Joint Committees Review Rexista, an Abuse-Deterrent Opioid Painkiller

Committees will discuss the drug's risk/benefit profile and whether it can safely deter abuse.

Advisory committees meet today to assess the new drug application (NDA) for Intellipharmaceutics Corp.’s oxycodone hydrochloride (Rexista) extended release oral tablets — an allegedly tamper-proof, abuse-deterrent painkiller that is bioequivalent to OxyContin.

The Anesthetic and Analgesic Drug Products Advisory Committee and the Drug Safety and Risk Management Advisory Committees will discuss the overall risk-benefit profile of the product, and whether Intellipharmaceutics has sufficiently demonstrated abuse-deterrent properties that could warrant relevant labeling.

“One potentially important step towards the goal of creating safer opioid analgesics has been the development of opioids that are formulated to deter abuse. FDA considers the development of these products a high public health priority,” an FDA meeting document read. “The science of abuse deterrence is relatively new, and both the formulation technologies and the analytical, clinical and statistical methods for evaluating those technologies are rapidly evolving. Based on the nature of the field, FDA intends to take a flexible, adaptive approach to the evaluation and labeling of potentially abuse-deterrent products.”

The drug has several features that make it more difficult and stigmatizing to abuse, according to Intellipharmaceutics.

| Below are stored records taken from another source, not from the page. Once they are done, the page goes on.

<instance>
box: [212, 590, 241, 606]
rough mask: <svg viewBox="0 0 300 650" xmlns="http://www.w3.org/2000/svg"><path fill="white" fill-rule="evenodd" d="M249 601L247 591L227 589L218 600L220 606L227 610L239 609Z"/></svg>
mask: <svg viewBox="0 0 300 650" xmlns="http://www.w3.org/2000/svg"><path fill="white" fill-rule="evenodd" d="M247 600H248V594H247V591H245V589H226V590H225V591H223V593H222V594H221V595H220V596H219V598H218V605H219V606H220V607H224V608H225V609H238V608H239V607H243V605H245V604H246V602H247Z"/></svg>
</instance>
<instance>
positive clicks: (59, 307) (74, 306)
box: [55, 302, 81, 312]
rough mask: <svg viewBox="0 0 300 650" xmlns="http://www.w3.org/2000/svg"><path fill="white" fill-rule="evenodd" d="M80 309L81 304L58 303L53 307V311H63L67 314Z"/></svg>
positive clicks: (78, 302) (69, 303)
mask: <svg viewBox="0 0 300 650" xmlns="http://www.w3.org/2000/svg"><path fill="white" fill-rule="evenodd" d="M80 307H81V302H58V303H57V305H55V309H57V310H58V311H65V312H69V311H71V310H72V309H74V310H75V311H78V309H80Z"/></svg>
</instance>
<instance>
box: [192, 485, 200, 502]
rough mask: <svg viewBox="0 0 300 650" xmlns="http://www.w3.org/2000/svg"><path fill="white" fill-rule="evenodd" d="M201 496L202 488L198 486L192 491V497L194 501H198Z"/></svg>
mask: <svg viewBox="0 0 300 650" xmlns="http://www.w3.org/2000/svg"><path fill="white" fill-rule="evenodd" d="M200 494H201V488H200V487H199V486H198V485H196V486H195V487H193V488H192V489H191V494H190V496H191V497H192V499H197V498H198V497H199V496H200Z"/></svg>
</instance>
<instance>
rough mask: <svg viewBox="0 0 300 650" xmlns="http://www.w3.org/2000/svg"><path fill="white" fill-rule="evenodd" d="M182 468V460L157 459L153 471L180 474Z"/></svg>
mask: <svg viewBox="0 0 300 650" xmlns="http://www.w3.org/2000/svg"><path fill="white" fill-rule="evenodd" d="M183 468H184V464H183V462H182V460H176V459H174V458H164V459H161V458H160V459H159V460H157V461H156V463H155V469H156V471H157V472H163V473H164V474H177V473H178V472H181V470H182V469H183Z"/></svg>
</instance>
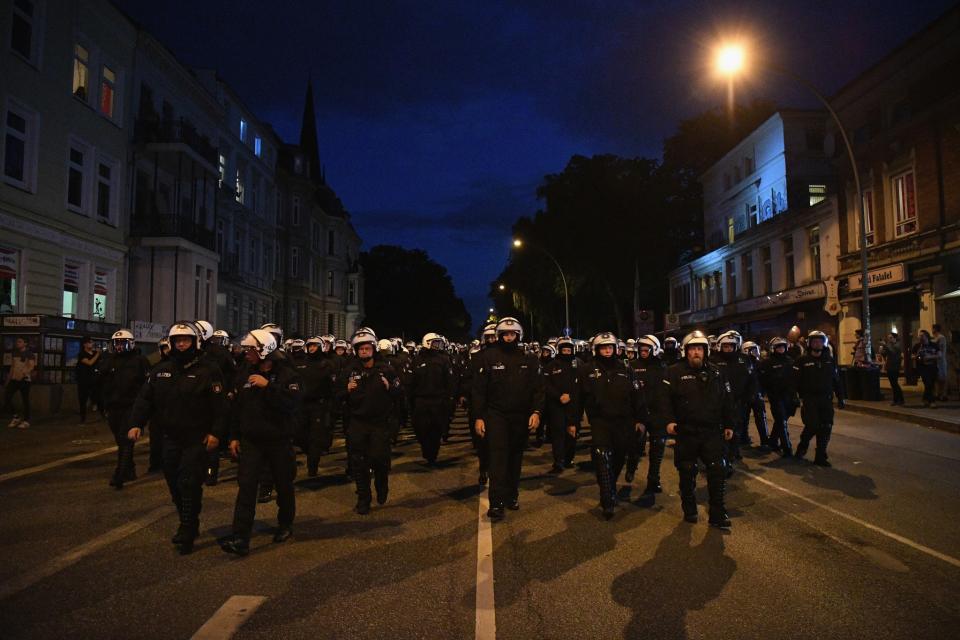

It was designed to:

  • Prevent dose dumping with alcohol
  • Prevent syringing, injecting and snorting when crushed, by coagulating instantaneously and trapping the drug in a viscous hydrogel
  • Be difficult to abuse through the application of heat or flame
  • Contain a blue dye that is emitted once the tablet is tampered with or crushed, to act as a deterrent if abused orally or nasally

In March 2015, Rexista successfully met the endpoint of a phase 1 trial in which it received bioequivalence criteria (90% confidence interval of 80% to 125%) for all three matrices of comparison.

Intellipharmaceutics filed the NDA for Rexista in November of 2016. In February 2017, the FDA accepted for filing the NDA seeking authorization to market the drug in 10, 15, 20, 30, 40, 60 and 80 mg doses.

If proven safe and effective, the drug could siphon some of OxyContin's massive sales, which totaled $2.1 billion last year alone.

The joint meeting of the FDA’s advisory committees will close at 5pm, July 26.